Once you've assigned these variables appropriately, you look at the overall big picture, and determine if the company has the "probabilities of success" in core areas working in their favor or not. This is a complicated, educated, but realistic way of dealing with uncertainty as an investor. But it requires a lot of work, as you can see.
But when you're dealing with 10's of thousands of dollars of investment in one of more companies, NOT doing it to a degree of rigor leaves you totally guessing, and subject to the whims of other naysayers and pumpers.....all of which are typically dumber than stumps when it comes to real investment analysis.
Buffets investment today in buying the railroad is a good case in point.....simply put, he looks at the main variables that make an industry like rail tick.....he looks at the general economy and the other businesses and sectors of our economy that rely on the rail industry to be successful.....and when he indicated WHY he made this move, did he talk about betting on the COMPANY itself? No, he commented on the VARIABLES that impact the success of the rail company....the general economy. He said he's basically betting on the U.S. economy in making this major $32B investment.....he analyzed the variables of success for his company, and analyzed the interdependencies.
That's how pro's do it.....it's not rocket science, but it does require thought and work.
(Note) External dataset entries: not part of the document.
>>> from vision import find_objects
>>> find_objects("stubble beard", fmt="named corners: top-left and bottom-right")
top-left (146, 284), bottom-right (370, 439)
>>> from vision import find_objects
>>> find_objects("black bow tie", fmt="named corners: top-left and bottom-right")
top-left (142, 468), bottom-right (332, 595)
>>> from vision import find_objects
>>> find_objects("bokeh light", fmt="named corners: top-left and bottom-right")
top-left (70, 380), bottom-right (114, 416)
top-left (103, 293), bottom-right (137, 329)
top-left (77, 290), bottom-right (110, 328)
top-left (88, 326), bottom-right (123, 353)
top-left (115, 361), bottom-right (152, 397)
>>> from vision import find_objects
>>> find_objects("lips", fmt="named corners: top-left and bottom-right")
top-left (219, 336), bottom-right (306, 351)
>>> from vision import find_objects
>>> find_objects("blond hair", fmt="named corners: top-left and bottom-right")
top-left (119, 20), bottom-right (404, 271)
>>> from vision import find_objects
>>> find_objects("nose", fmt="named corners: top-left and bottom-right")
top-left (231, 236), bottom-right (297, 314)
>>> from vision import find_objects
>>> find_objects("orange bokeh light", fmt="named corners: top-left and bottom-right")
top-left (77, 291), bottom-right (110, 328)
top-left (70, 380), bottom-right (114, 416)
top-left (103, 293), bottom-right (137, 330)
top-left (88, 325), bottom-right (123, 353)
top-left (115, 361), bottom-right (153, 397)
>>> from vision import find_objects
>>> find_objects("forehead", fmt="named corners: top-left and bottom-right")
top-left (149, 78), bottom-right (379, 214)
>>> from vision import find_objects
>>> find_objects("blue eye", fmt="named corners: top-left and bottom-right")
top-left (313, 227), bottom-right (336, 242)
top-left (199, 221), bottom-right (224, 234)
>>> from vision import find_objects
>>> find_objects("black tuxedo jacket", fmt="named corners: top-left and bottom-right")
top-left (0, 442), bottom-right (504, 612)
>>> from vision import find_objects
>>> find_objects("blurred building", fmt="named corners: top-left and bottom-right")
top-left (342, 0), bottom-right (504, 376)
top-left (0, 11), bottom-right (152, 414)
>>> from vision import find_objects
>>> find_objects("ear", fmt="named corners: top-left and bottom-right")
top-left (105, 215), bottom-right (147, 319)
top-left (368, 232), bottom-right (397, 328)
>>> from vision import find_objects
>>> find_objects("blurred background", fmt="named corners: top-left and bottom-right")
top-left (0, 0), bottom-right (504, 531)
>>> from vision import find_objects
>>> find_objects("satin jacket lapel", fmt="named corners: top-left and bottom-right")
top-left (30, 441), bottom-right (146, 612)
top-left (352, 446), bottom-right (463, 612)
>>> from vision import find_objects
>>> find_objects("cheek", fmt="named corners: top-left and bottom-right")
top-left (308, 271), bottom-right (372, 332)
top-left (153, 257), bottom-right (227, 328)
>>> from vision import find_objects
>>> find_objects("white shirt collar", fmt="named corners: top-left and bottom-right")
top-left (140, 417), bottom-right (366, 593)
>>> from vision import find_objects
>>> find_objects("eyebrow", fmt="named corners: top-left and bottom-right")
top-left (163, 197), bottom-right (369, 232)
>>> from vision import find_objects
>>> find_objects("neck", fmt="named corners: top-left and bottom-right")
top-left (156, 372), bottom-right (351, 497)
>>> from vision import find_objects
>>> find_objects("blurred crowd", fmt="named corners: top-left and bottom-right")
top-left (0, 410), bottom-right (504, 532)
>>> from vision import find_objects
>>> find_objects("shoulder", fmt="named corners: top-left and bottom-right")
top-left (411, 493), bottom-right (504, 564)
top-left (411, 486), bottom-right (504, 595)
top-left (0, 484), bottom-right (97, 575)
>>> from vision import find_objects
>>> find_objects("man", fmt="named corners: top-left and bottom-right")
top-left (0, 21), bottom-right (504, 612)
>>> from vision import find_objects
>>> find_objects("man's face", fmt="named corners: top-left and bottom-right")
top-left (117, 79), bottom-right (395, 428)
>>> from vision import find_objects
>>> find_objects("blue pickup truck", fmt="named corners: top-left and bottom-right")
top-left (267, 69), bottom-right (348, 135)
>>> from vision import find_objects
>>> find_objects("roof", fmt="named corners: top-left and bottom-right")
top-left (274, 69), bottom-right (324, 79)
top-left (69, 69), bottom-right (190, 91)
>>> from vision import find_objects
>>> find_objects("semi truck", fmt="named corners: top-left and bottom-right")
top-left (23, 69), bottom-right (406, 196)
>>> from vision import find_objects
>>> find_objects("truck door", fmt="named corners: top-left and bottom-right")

Sure......you start with some of CVM's core "assets.......people, processes, technology and working capital" and evaluate the likelihood that they can pull off what they say they want to pull off, analyzing the mix of assets they have to work with. (One year ago, they would have fallen short in most categories...today, they have made great strides in these categories...therefore, probability begins to increase.) These "outcomes" are measurable, as they release S3 and submit to regulatory authorities outcomes of their work. You measure timing.....rate at which they've come to this point, with the assets they had to work with historically, and then take these same assets and outcomes and overlay the usage of those assets to the future timelines/miletones/demands. The consulting firm MacKenzie (sp?) refers to this approach as "Operational Analysis".
You measure what is in their direct control (the main variables) and assign them probabilities of working right or achieving their desired outcomes, and measure, where you can, uncontrollable variables, and make an educated guess as to the impact of those variables on the controllable variables (i.e., this sometimes results in lowering probabilities).....one uncontrollable variable in this regard might be what the competition is doing, and where they are with bringing their product to market (that would compete with CVM's.) For example, if CVM had direct competition, with the same technology, using it for the same purposes, and were near P3 exit (with great P3 testing results), you'd significantly lower the probability of CVM beating their competition to market, and lower overall expectations across the board for stock price, potential sales revenues, etc. All of this stuff is somewhat dependant on each other.